The data sharing plan builds on a report published by the same Data Initiative Team in September 2018, which identified the challenges to data sharing among HHS’ 29 agencies and offices, chief of which was the lack of a consistent, transparent and standardized framework for interagency data sharing.

HHS plans to establish a data-sharing culture through the development of a change management plan which will include a communications plan, a training plan, a programming plan and a strategic growth plan.

HHS’ planned data-sharing process will include promoting data discoverability, data requests, a metadata catalog, leveraging publicly available data, data use agreements, inter-agency agreements, data science and analysis toolsets, an analysis code management solution, working group reviews and policy reviews.

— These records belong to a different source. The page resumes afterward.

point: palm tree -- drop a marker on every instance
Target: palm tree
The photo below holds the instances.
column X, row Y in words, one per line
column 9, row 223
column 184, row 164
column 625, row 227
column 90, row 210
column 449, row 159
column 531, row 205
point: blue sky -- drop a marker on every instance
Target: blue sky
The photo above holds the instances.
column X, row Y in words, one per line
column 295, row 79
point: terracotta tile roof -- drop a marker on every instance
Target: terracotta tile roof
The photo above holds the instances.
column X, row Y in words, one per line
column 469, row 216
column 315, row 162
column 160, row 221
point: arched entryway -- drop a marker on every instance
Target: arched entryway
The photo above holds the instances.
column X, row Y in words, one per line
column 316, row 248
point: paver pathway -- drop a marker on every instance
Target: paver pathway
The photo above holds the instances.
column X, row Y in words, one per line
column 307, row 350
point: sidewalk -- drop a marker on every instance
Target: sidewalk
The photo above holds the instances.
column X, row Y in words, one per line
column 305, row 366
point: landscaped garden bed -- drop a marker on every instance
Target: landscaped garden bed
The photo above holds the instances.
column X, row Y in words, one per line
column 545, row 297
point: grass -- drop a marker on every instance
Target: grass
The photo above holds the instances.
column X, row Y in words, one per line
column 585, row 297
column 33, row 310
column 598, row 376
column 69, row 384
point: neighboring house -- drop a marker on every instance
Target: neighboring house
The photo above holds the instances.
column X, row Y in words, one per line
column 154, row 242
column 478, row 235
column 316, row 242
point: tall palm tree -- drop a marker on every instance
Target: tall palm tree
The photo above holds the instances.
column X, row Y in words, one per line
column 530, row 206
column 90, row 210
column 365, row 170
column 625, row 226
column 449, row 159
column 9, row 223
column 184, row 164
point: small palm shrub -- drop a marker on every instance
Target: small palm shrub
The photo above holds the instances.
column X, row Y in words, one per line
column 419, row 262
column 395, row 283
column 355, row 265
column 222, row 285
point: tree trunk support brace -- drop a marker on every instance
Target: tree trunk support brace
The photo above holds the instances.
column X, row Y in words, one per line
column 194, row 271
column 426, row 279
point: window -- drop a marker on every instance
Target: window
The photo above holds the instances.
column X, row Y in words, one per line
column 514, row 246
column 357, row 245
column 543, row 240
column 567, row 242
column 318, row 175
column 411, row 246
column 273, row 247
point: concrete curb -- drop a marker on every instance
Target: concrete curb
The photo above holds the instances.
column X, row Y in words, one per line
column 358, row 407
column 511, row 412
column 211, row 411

The HHS data sharing plan devotes nearly 30% of the report, 13 pages, to “Enabling Technologies for Data Sharing.” This section of the report describes necessary technical functional components, which include key transformational concepts, data use agreement attributes, data security attributes, and technical usability attributes. The proposed technical architecture will be built around five key components:

  • Data Use Authorization Management System
  • Metadata Catalog
  • Data Science and Analysis Toolset
  • Analysis Code Management Solution
  • Inter-agency Data Hub

The timeline for implementation of the data sharing plan stretches from Q4 FY 2019 to Q3 FY 2021, the next step of which is the formal establishment of a Data-Sharing Steering Committee.

HHS plans to use this data strategy to transition from the current “ad-hoc, decentralized, and point-to-point data-sharing practices to a well-defined, federated, hub-and-spoke data management model, inclusive of all HHS agencies.” Federal IT contractors can look for opportunities stemming from this effort in the areas of statistical tools, data visualization tools, analysis frameworks, ETL tools, data science and analysis tools, and design and integration services.